Bound to Christ
Contributed by Nancy Buschart
Since, then, you have been raised with Christ,
set your hearts on things above, where Christ is,
seated at the right hand of God.
Set your minds on things above,
not on earthly things. —Colossians 3:1-2
What is your heart set on? What issue or problem does your mind mull over? What do you ruminate on in those middle-of-the-night musings? But wait… I’m getting ahead of myself.
The letter to the Colossians is Paul’s response to various heresies brewing within the young church. Paul writes to the believers in Colossae who are his “faithful brothers and sisters in Christ” (1:2) and who are being confused and deceived “by fine-sounding arguments” (2:3).
So, in this letter, Paul rehearses for the church the supremacy of Christ Jesus. Christ is “the image of the invisible God” (1:15), the Creator (1:16), the sustainer of all things (1:17), “the head of the church” (1:18), the first who was resurrected (1:18), “the fullness of Deity in bodily form” (1:19, 2:9), the reconciler and peacemaker (1:20-22). Christ holds “all the treasures of wisdom and knowledge” (2:3). What’s more, Paul reminds the Colossian believers that God has rescued, forgiven, and redeemed them through Christ, His Son, (1:13-14) “through his blood, shed on the cross” (1:20).
But those “fine sounding arguments” have distracted the Colossians from the truth of their new life in Christ. These arguments are “empty philosophies and high-sounding nonsense” (NLT) and “empty deceit” (ESV) that take those who engage them back into the captivity from which Christ has liberated them. Their affections and desires are being tugged away toward lesser loves. Their minds are entertaining ideas and practices that may seem relatively harmless to them, but instead enslave them again to the “spiritual powers of this world, rather than Christ” (2:8, NLT). This is serious.
Adele Calhoun writes, “Life makes it evident that what we contemplate shapes us.” Our hearts set on earthly things brings us to self-serving greed and envy. Our minds set on “fine sounding arguments” brings us fear and doubt, makes us argumentative and judgmental, and divides us.
Paul tells his Colossian brothers and sisters to “set your hearts” (your affections and desires) and “set your minds” (your knowing, learning, thinking, and your doing) on Christ. Filter all your hearts’ desires and your minds’ thoughts through the risen and ascended Christ, “who is your life!” (3:4).
Paul says the same to the Philippians.
And now, dear brothers and sisters, one final thing. Fix your thoughts on what is true, and honorable, and right, and pure, and lovely, and admirable. Think about things that are excellent and worthy of praise. Keep putting into practice all you learned and received from me—everything you heard from me and saw me doing. Then the God of peace will be with you. —Phil 4:8-9, NLT
Fix your thoughts on WHO is true, honorable, and right, and pure… . Think about WHO is excellent and worthy of praise.

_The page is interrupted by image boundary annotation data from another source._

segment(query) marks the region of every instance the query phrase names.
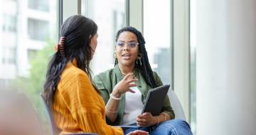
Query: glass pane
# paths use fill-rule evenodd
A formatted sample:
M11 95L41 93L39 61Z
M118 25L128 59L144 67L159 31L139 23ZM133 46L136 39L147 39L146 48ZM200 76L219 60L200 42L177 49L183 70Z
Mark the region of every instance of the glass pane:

WHO is this describing? Christ Jesus alone.
And may the God of peace be with you.
Consider …
╬ Do you agree with Calhoun’s statement, “Life makes it evident that what we contemplate shapes us”? Remember a time when your heart and mind wandered from Christ. Were you shaped by envy, fear, or discord? What did you do to return to Christ?
╬ Ask the Lord to help you set your heart and your mind on Christ alone and to filter all your life through Him.
╬ Father, in this world there are countless things to fix our hearts’ desires and affections on, just as there are endless issues and philosophies for us to fret about. Forgive us, Lord, for being so easily detoured from the path that is Christ in us, Christ with us, Christ over all. Thank you for graciously, mercifully, helping us begin anew each time we stray from Christ, who is our life! In Jesus’ name we pray. Amen.